Kosher Dad versus Tiger Mom

Category: Families & Generations, Weekly Columns

It’s not often that a book about parenting will grace the cover of TIME magazine, but the storm of reaction to “Battle Hymn of the Tiger Mother” by Amy Chua, the so-called Tiger Mom’s book is unprecedented.   

I found my own reaction, as a “Kosher dad,” to be decidedly mixed.  My Jewish background also prizes and values education, but we go about it slightly differently.  Do we use the extreme punishments of Tiger Mom such as no play-dates, endless practice of either piano or violin, harsh criticism when a grade less than an “A” is received, and only the allowed social life of a monk? No, we consider those lightweight methods barely worth the effort involved.  Our moms pull out all stops with their effective, frankly frightening, and completely terrifying tool.  Guilt.  Jewish moms are especially adept at employing guilt, as it’s been a centuries-old tradition.  Rather than the medieval tortures that Tiger Mom employs, my mom would simply say, “Oy vey, what have I done to deserve this?”  

My reaction was that I’d rather get the paddle, the cat-of-nine-tails, sent to my room without dessert, anything but that!  The result had the same ultimate impact that Tiger Mom’s extreme methods would produce.  I’d do anything to get back in my mom’s good graces.  All-nighters were routine.  Forget playing, watching tv, or having a sleepover.  I was in lock-down mode until my mom would declare, “I’m so proud of you,” again.  

While the above scenario may be a slight over-statement, my mom was seriously capable of motivating me with just her words or a look, and the impact was chilling.  Why and how that has changed in the subsequent years is unclear to me, but I can totally attest to the fact that my boys would likely respond to any attempt by me at inducing guilt with a resounding laugh and sarcastic, “Gimme a break, Dad.” I would have felt some success just getting them to remove one of their earplugs to hear me.

My next attempt at motivating my boys might be logic, followed by pleading, then threats they know and I know I’ll never carry out, and finally begging my wife to intervene.  Here is where East meets West in my home, as my wife is Chinese!  The problem isn’t that her heritage might result in different results, but that as their step-mom her influence is diluted.  

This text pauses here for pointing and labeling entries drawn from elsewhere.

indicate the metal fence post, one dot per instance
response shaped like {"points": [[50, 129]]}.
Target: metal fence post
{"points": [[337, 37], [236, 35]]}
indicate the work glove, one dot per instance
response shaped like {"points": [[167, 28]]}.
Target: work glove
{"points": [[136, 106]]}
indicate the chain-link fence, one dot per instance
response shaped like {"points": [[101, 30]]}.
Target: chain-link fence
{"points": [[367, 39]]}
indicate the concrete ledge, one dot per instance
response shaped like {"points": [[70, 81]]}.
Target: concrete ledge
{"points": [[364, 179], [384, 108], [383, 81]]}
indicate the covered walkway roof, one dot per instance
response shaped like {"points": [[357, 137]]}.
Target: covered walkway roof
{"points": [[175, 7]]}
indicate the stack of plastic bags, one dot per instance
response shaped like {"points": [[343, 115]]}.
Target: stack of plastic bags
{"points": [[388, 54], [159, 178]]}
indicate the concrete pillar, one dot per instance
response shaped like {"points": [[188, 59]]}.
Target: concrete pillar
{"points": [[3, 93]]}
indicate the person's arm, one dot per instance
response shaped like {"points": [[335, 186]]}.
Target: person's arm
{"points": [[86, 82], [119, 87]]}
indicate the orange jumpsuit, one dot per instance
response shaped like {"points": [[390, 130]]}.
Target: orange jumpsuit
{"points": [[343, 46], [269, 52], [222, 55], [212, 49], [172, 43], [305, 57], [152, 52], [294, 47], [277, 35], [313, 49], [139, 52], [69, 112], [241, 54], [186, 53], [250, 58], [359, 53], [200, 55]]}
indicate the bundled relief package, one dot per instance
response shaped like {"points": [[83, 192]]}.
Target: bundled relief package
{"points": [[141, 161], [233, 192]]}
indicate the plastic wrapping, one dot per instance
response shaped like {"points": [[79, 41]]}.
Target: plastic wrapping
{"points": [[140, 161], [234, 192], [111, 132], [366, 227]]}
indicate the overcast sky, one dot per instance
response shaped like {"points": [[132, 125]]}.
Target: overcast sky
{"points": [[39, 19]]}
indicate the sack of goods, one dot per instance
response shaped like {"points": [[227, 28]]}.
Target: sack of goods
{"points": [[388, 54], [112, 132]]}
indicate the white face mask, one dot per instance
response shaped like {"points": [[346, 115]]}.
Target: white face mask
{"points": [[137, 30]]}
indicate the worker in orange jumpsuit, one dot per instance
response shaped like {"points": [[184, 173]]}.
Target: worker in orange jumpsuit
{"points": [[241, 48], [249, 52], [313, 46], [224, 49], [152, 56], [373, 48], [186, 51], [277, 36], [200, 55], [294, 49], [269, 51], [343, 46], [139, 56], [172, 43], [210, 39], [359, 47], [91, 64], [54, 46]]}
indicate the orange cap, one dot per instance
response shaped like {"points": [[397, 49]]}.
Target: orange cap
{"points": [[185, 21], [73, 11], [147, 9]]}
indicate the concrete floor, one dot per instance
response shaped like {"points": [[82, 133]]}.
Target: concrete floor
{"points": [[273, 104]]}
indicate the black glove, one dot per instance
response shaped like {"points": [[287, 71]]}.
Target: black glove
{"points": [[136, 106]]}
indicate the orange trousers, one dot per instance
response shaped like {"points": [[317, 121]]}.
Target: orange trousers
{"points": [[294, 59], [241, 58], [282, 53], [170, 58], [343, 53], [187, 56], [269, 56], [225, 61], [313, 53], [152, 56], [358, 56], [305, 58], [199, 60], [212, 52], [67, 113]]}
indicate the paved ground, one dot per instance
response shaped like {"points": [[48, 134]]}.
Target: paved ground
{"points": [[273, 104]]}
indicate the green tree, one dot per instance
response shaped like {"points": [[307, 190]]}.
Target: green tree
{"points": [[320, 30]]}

Before you accuse me of not supporting my wife’s position in our home, trust me that I do.  Or, at least I try to.   We’ve achieved some results in getting her parity with me as a parental force in the home, but it’s been a hard-fought, challenging process with much room to further strengthen her role.  The fact that she entered the boys’ lives when my oldest was just becoming a teenager hasn’t made this transition any easier.  

Also, I’ve been the primary parent their whole lives and their sole parent for many years prior to meeting my wife.  Patterns, habits, and customs have been established.  Bringing her into the mix is obviously desirable, but I still have the job of being the SAHD (stay-at-home-dad).  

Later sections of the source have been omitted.